Add More Swap to Linode VMs

Swap space is a reserved area that is utilized when your RAM has become full. If this is occurring frequently on your Linode, you might want to consider resizing to a plan with a larger amount of RAM, as utilizing swap can potentially slow down your machine, as transfer speeds from Solid State Drives are not quite at the speed as what RAM can handle.

Outside of resizing our Linode plan to utilize more RAM, we have two main options to increase our Linodes Swap Size: Resizing the Swap partition, and utilizing a Swap File. Generally speaking, using a Swap File is an easier process, as you can do it while the system is live and running, unlike resizing your swap partition.

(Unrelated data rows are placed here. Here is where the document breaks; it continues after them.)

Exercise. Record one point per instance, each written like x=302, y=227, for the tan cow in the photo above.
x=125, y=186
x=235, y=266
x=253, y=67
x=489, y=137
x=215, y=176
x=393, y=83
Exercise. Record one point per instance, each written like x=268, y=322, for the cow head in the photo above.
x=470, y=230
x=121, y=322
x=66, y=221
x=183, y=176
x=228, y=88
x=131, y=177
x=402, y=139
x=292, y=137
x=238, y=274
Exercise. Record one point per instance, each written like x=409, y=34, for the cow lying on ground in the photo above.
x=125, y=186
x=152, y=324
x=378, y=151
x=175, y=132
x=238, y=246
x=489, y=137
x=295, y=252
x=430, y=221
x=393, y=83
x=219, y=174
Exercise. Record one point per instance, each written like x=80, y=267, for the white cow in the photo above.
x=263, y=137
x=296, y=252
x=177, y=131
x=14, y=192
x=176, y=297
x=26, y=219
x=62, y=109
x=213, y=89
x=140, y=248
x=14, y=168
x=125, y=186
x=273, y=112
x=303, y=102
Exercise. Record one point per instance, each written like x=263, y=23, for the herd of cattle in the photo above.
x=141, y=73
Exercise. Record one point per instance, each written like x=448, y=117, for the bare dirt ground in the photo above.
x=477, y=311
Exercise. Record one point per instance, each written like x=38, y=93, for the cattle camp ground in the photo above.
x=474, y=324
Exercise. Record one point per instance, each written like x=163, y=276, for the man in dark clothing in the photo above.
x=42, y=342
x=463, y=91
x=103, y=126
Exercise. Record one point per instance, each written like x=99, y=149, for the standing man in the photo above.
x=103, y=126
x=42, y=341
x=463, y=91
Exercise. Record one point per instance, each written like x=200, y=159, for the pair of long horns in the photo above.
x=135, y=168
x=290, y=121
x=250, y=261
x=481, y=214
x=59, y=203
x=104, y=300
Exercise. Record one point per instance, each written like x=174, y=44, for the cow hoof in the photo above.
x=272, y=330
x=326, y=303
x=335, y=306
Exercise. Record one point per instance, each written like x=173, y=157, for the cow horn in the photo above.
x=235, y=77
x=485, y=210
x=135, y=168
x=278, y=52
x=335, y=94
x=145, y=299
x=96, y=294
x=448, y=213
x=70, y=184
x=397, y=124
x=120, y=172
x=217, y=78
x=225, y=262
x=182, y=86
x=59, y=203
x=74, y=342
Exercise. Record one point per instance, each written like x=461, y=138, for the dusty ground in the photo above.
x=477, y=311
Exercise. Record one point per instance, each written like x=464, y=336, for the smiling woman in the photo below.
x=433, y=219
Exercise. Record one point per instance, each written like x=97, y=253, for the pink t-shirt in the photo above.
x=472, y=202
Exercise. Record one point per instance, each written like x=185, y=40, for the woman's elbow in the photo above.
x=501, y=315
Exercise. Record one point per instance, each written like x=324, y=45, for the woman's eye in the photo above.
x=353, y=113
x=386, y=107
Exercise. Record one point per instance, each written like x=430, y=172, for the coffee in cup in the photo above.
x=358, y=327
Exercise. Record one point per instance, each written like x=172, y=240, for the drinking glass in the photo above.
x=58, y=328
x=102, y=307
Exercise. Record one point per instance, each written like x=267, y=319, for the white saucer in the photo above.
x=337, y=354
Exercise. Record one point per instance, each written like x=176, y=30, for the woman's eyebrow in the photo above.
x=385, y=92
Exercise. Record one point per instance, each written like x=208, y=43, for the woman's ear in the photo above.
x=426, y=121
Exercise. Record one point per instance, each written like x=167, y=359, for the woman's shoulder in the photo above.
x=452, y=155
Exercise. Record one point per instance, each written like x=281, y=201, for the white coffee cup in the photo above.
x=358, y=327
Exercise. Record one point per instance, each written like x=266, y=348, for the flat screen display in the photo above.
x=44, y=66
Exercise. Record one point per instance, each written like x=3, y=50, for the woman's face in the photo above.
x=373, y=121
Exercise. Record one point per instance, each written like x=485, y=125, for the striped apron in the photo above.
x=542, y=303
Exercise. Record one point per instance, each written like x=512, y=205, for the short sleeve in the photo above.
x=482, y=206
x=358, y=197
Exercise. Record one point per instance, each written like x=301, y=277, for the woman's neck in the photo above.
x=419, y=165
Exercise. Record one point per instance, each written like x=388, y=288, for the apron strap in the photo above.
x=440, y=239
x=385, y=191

Option one: Resizing the Swap Partition.

Our first step will be determining if it is safe to resize our swap partition. Assuming your Linode is set with our normal configurations, your swap disk size will be roughly 512MB, and the normal root disk will be taking up the rest of the space on your Linode plan. We are going to need to decrease the total allocated space on our root disk, and reallocate that space to our swap disk. Lets make sure that we have the adequate amount of space by running df -h on your Linode. This will output the amount of used space on your Linode, and will key us into how much space we have to allocate to our swap partition. For the rest of this post, we will pretend that we do have enough space, and we are planning on resizing our current 512MB swap disk to 1024MB. I will be preforming this from a fresh deployed CentOS 7 Linode.

Once we have determined that it is safe to proceed, we will need to power down our Linode. Once powered off, we will want to navigate to the Advanced tab in the cloud manager, then select the three option dots for our main disk, then select “Resize”. We will want to figure out the difference in disk size for our resize that will free up our desired space. With that change in, we will now be able to select our swap disks size, and resize it to the new desired size.
Once rebooted, you can now see your swap size by running swapon -s.

Option two: Swap Files

Swap files are a bit more robust, as you can add them as your system is live. They do require issuing more commands, but they give the flexibility of adding more swap space on the fly.

To start, we will need to allocate the space for swap. To add 512Mb, we will want to run the following command:

sudo fallocate -l 512M /swapfile

From here, we will want to make sure our permissions are set correctly, then we will need to create the swap file:

sudo chmod 600 /swapfile
sudo mkswap /swapfile

Then we will want to enable our Swap File with this command:

sudo swapon /swapfile

And lets make sure to add the following line to our /etc/fstab:

/swapfile swap swap defaults 0 0

Now we can run swapon -s , and it will return our current swap disk, as well as our new swap file!